The guided meditation that Asha took us through involved getting in touch with our inner animal spirit. In a similar way to how a Catholic guided meditation will help us calm our souls and lead us to Christ, Asha took us on a calming journey through the forest to meet an animal spirit that was waiting there for each individual. Not everyone in the room met up with their animal spirit, those that did shared that they had met up with deer, wolves and even a black panther. Of course there was the expected snickering when I shared with the class that I had met up with a donkey (the snickering was probably egged on by the fact that I played to my 16 year-old crowd by using the synonym for donkey that also describes my posterior).
I didn’t think much more of my spiritual meeting with the donkey as Asha finished her presentation and answered the kids’ questions, but I have pondered its meaning off and on over the past months. Wanting to dig a bit deeper, I did a little research, and was surprised by what I found out.
The donkey is considered to be among the most gentle and humble of all the animal spirits. An attachment to the donkey spirit signifies a spirit of servitude and wanting to help others.
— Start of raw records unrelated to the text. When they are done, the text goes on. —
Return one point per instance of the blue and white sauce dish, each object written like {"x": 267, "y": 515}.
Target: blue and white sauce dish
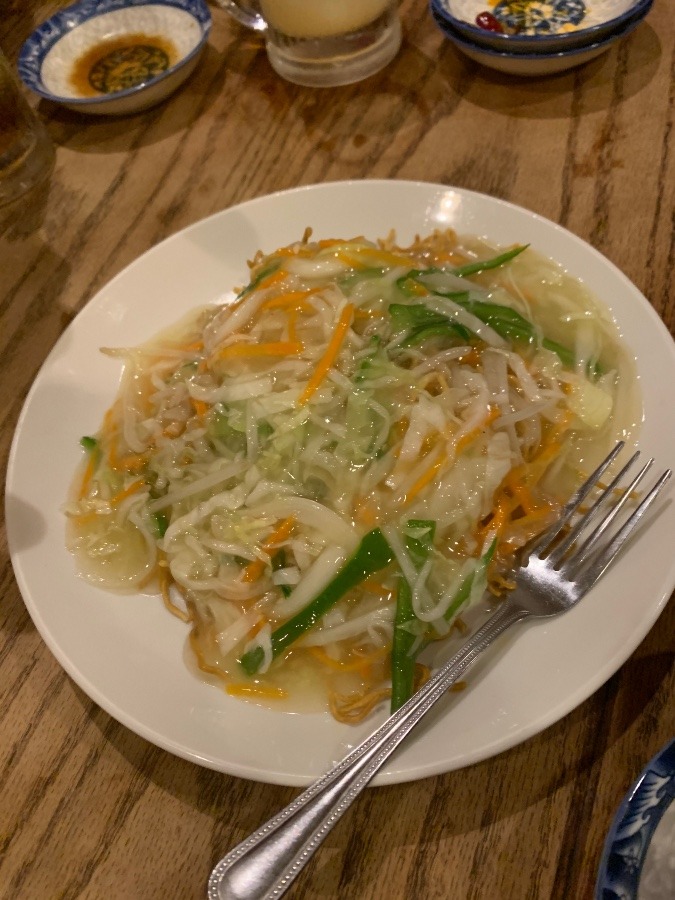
{"x": 534, "y": 64}
{"x": 546, "y": 26}
{"x": 638, "y": 860}
{"x": 111, "y": 57}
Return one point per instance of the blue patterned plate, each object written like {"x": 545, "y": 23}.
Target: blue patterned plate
{"x": 112, "y": 57}
{"x": 637, "y": 860}
{"x": 539, "y": 26}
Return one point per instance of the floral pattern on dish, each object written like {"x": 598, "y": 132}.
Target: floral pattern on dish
{"x": 628, "y": 842}
{"x": 546, "y": 17}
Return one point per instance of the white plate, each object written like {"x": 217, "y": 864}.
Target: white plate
{"x": 126, "y": 653}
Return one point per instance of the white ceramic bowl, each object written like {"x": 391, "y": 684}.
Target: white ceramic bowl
{"x": 111, "y": 57}
{"x": 530, "y": 64}
{"x": 553, "y": 25}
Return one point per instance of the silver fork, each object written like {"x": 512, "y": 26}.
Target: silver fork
{"x": 562, "y": 565}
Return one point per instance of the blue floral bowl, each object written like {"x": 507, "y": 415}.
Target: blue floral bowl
{"x": 533, "y": 64}
{"x": 637, "y": 860}
{"x": 112, "y": 57}
{"x": 538, "y": 26}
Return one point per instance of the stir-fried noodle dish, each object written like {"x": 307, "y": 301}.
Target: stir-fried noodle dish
{"x": 323, "y": 476}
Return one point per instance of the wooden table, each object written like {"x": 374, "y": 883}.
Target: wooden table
{"x": 88, "y": 809}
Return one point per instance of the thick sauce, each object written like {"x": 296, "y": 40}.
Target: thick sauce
{"x": 121, "y": 63}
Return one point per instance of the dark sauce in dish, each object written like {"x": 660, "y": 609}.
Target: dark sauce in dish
{"x": 121, "y": 63}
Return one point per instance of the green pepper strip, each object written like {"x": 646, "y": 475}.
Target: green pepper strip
{"x": 268, "y": 270}
{"x": 464, "y": 591}
{"x": 481, "y": 265}
{"x": 424, "y": 323}
{"x": 372, "y": 554}
{"x": 159, "y": 522}
{"x": 402, "y": 658}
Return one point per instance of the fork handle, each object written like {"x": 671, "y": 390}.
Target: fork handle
{"x": 265, "y": 864}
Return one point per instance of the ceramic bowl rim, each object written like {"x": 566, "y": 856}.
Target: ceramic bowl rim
{"x": 463, "y": 43}
{"x": 52, "y": 30}
{"x": 581, "y": 37}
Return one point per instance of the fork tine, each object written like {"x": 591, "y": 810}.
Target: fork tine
{"x": 584, "y": 550}
{"x": 600, "y": 564}
{"x": 575, "y": 501}
{"x": 560, "y": 549}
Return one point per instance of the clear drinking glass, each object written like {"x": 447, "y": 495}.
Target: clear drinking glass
{"x": 26, "y": 150}
{"x": 323, "y": 43}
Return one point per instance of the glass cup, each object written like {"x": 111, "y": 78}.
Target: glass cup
{"x": 323, "y": 43}
{"x": 26, "y": 151}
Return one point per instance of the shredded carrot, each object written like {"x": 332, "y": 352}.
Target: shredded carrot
{"x": 368, "y": 313}
{"x": 195, "y": 347}
{"x": 329, "y": 242}
{"x": 256, "y": 690}
{"x": 200, "y": 407}
{"x": 355, "y": 663}
{"x": 291, "y": 300}
{"x": 271, "y": 279}
{"x": 425, "y": 478}
{"x": 292, "y": 323}
{"x": 332, "y": 350}
{"x": 133, "y": 488}
{"x": 365, "y": 512}
{"x": 270, "y": 348}
{"x": 254, "y": 569}
{"x": 465, "y": 439}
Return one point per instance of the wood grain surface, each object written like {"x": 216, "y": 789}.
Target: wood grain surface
{"x": 89, "y": 810}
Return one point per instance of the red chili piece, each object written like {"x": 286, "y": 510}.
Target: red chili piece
{"x": 488, "y": 22}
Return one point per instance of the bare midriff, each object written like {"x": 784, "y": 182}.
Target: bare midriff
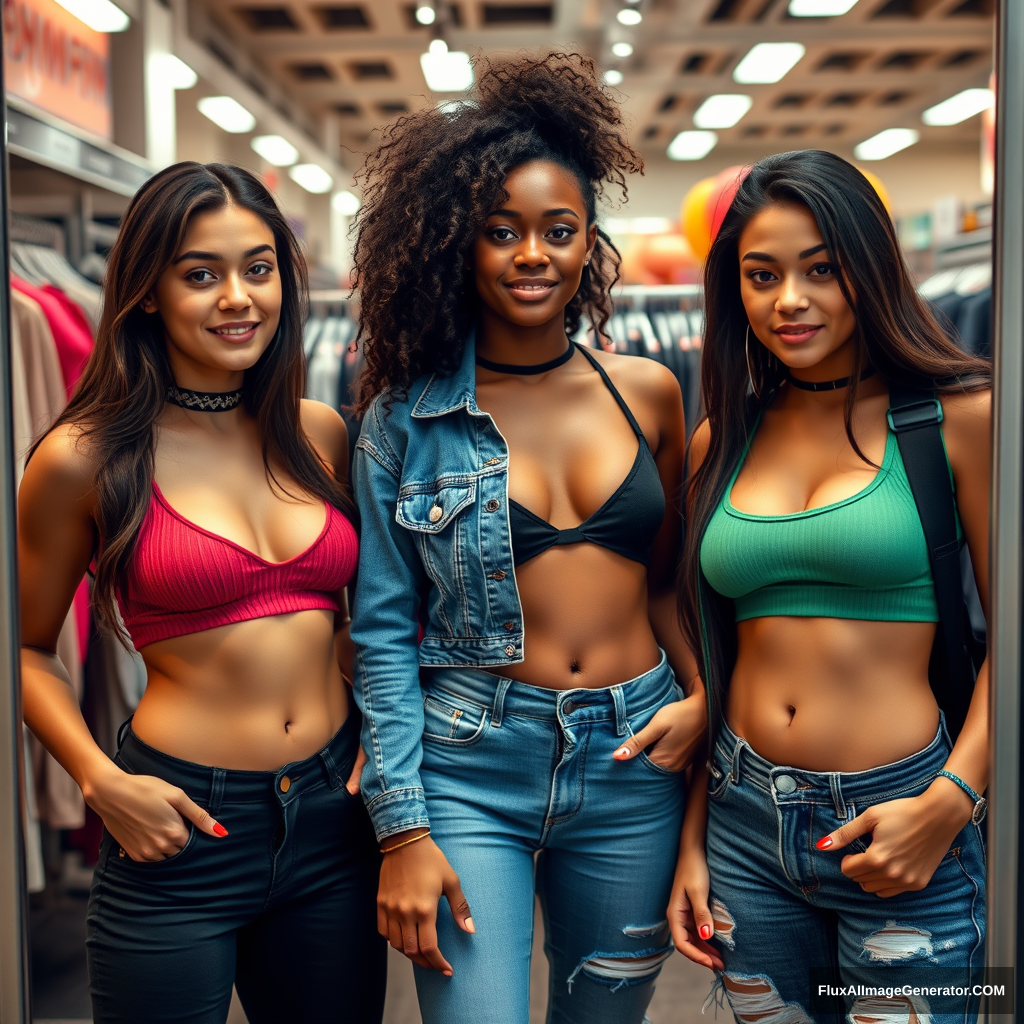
{"x": 585, "y": 610}
{"x": 833, "y": 694}
{"x": 251, "y": 696}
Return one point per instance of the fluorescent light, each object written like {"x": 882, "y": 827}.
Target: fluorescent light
{"x": 100, "y": 15}
{"x": 345, "y": 203}
{"x": 227, "y": 114}
{"x": 768, "y": 62}
{"x": 444, "y": 70}
{"x": 820, "y": 8}
{"x": 886, "y": 143}
{"x": 958, "y": 108}
{"x": 312, "y": 177}
{"x": 275, "y": 150}
{"x": 722, "y": 110}
{"x": 176, "y": 71}
{"x": 691, "y": 144}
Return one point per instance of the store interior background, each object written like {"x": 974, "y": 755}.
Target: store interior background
{"x": 88, "y": 122}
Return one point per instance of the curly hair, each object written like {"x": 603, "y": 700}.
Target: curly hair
{"x": 431, "y": 182}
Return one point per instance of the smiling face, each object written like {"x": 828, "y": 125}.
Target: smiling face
{"x": 791, "y": 293}
{"x": 528, "y": 257}
{"x": 219, "y": 299}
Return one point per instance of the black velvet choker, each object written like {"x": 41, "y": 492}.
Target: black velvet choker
{"x": 204, "y": 401}
{"x": 537, "y": 368}
{"x": 827, "y": 385}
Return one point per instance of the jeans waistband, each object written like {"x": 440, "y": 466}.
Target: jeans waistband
{"x": 214, "y": 786}
{"x": 510, "y": 696}
{"x": 788, "y": 784}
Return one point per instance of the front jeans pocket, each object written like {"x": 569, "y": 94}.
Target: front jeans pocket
{"x": 452, "y": 720}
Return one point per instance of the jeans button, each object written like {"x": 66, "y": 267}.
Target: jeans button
{"x": 785, "y": 783}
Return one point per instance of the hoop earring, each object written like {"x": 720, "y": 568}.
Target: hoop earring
{"x": 750, "y": 371}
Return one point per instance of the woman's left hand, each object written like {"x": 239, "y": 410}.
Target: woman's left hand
{"x": 673, "y": 735}
{"x": 909, "y": 838}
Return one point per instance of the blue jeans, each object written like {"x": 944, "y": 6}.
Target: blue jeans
{"x": 284, "y": 906}
{"x": 515, "y": 774}
{"x": 785, "y": 915}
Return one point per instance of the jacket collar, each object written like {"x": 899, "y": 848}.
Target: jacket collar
{"x": 446, "y": 393}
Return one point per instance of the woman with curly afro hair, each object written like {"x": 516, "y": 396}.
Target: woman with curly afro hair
{"x": 520, "y": 531}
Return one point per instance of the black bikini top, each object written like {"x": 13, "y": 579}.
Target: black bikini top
{"x": 626, "y": 523}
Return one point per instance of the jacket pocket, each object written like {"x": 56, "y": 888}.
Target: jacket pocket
{"x": 452, "y": 720}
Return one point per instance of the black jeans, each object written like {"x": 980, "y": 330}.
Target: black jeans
{"x": 284, "y": 906}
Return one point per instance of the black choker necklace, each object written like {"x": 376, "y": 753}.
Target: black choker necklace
{"x": 204, "y": 401}
{"x": 537, "y": 368}
{"x": 827, "y": 385}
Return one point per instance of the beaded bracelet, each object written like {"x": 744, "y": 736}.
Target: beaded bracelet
{"x": 406, "y": 842}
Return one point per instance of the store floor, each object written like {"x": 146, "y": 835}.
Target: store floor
{"x": 60, "y": 988}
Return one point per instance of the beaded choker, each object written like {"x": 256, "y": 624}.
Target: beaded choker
{"x": 204, "y": 401}
{"x": 827, "y": 385}
{"x": 537, "y": 368}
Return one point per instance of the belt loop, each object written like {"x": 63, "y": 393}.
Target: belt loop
{"x": 619, "y": 699}
{"x": 123, "y": 730}
{"x": 333, "y": 775}
{"x": 737, "y": 753}
{"x": 216, "y": 791}
{"x": 837, "y": 791}
{"x": 498, "y": 708}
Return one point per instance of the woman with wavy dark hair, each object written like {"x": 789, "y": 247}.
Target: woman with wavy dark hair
{"x": 518, "y": 497}
{"x": 210, "y": 498}
{"x": 839, "y": 842}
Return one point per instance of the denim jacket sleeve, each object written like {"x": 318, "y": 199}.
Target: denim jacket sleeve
{"x": 385, "y": 629}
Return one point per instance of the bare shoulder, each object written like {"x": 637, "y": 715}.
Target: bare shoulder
{"x": 699, "y": 442}
{"x": 328, "y": 432}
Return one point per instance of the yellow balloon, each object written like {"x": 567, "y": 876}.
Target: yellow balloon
{"x": 880, "y": 188}
{"x": 693, "y": 217}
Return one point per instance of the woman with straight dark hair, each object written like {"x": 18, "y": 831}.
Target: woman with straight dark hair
{"x": 210, "y": 498}
{"x": 838, "y": 838}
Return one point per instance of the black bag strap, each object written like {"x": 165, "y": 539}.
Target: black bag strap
{"x": 914, "y": 416}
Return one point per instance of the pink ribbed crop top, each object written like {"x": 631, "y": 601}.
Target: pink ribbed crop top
{"x": 183, "y": 579}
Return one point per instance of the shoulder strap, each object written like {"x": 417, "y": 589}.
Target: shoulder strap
{"x": 914, "y": 416}
{"x": 614, "y": 392}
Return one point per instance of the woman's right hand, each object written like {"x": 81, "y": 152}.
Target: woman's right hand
{"x": 413, "y": 881}
{"x": 145, "y": 815}
{"x": 689, "y": 916}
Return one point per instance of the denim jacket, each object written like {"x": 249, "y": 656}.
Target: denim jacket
{"x": 431, "y": 484}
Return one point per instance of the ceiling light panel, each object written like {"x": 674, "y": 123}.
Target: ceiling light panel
{"x": 227, "y": 114}
{"x": 723, "y": 110}
{"x": 886, "y": 143}
{"x": 312, "y": 177}
{"x": 275, "y": 150}
{"x": 956, "y": 109}
{"x": 691, "y": 144}
{"x": 767, "y": 62}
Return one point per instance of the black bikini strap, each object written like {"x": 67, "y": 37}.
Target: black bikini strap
{"x": 614, "y": 392}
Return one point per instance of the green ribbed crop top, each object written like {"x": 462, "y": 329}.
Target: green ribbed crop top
{"x": 863, "y": 557}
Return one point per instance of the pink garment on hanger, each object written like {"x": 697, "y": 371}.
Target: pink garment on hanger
{"x": 71, "y": 330}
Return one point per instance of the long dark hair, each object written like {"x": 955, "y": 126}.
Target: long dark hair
{"x": 433, "y": 179}
{"x": 895, "y": 333}
{"x": 123, "y": 388}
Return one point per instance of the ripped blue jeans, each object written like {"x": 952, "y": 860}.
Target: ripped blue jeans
{"x": 517, "y": 774}
{"x": 786, "y": 918}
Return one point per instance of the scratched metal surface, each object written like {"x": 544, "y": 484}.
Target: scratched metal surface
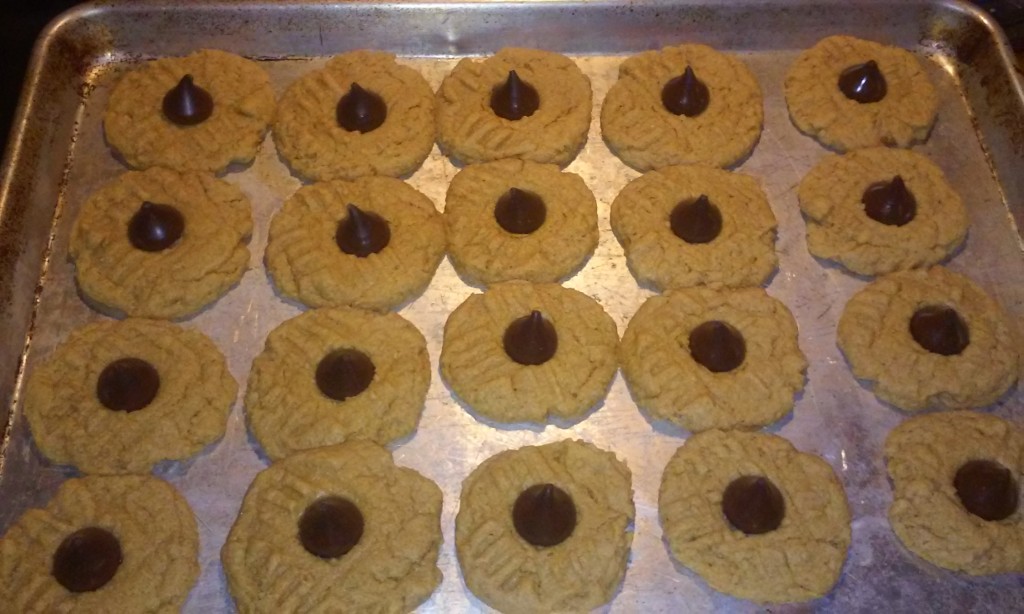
{"x": 834, "y": 417}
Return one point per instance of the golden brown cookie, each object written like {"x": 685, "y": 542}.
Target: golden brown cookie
{"x": 929, "y": 339}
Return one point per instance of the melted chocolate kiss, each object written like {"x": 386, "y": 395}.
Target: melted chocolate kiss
{"x": 939, "y": 330}
{"x": 86, "y": 560}
{"x": 544, "y": 515}
{"x": 361, "y": 232}
{"x": 360, "y": 111}
{"x": 530, "y": 340}
{"x": 685, "y": 95}
{"x": 344, "y": 374}
{"x": 753, "y": 505}
{"x": 987, "y": 489}
{"x": 514, "y": 99}
{"x": 696, "y": 221}
{"x": 330, "y": 527}
{"x": 187, "y": 103}
{"x": 155, "y": 227}
{"x": 127, "y": 385}
{"x": 863, "y": 83}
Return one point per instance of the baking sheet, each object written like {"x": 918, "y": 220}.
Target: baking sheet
{"x": 834, "y": 417}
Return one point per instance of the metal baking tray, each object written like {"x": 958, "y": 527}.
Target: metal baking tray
{"x": 57, "y": 157}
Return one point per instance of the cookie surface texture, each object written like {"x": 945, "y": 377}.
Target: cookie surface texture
{"x": 309, "y": 136}
{"x": 819, "y": 108}
{"x": 579, "y": 574}
{"x": 876, "y": 337}
{"x": 307, "y": 264}
{"x": 741, "y": 253}
{"x": 641, "y": 131}
{"x": 392, "y": 566}
{"x": 288, "y": 409}
{"x": 799, "y": 560}
{"x": 154, "y": 528}
{"x": 833, "y": 199}
{"x": 243, "y": 106}
{"x": 175, "y": 281}
{"x": 477, "y": 367}
{"x": 72, "y": 426}
{"x": 668, "y": 381}
{"x": 471, "y": 131}
{"x": 924, "y": 455}
{"x": 482, "y": 250}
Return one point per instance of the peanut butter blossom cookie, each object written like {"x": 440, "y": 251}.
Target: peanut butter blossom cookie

I also learned that of all the animal spirits in Native Canadian spirituality, the donkey is the one that is linked to Christ.
When I thought about it, this made perfect sense. Christ himself taught us that if we want to be great in the ways of God, we need to humble ourselves in servitude to others - that is why after he washed the Apostles’ feet at the Last Supper Christ said, “I have set you an example, that you should also do as I have done for you. Very truly I tell you, servants are not greater than their master, nor are the messengers greater than the one who sent them.” (John 13:15-16)
Something else about the link between Christ and the donkey absolutely floored me. Through my research I learned that all donkeys have a very particular marking on their shoulders. On their grey hair, donkeys have a dark brown line that runs along their neck and spine, while another dark brown line runs across their shoulders, forming a cross on its shoulders. It’s little wonder that the teenager at the local petting-zoo looked at me funny out of the corner of his eye as I excitedly pointed this out to my wife.
The cross on the donkey’s shoulders is just in front of where one would sit if they were riding this humble and docile beast. It would have been this cross that Mary would have looked at during the long ride from Nazareth to Bethlehem, as well as Christ as he rode triumphantly into Jerusalem; reminding both of them both of his merciful mission for humanity.
The more I meditate on my meeting with the donkey, the more I realize I want to be like him. Not only do I need to strive to be more Christ like, humble and servile; but I want to be like the donkey, carrying Christ to the world.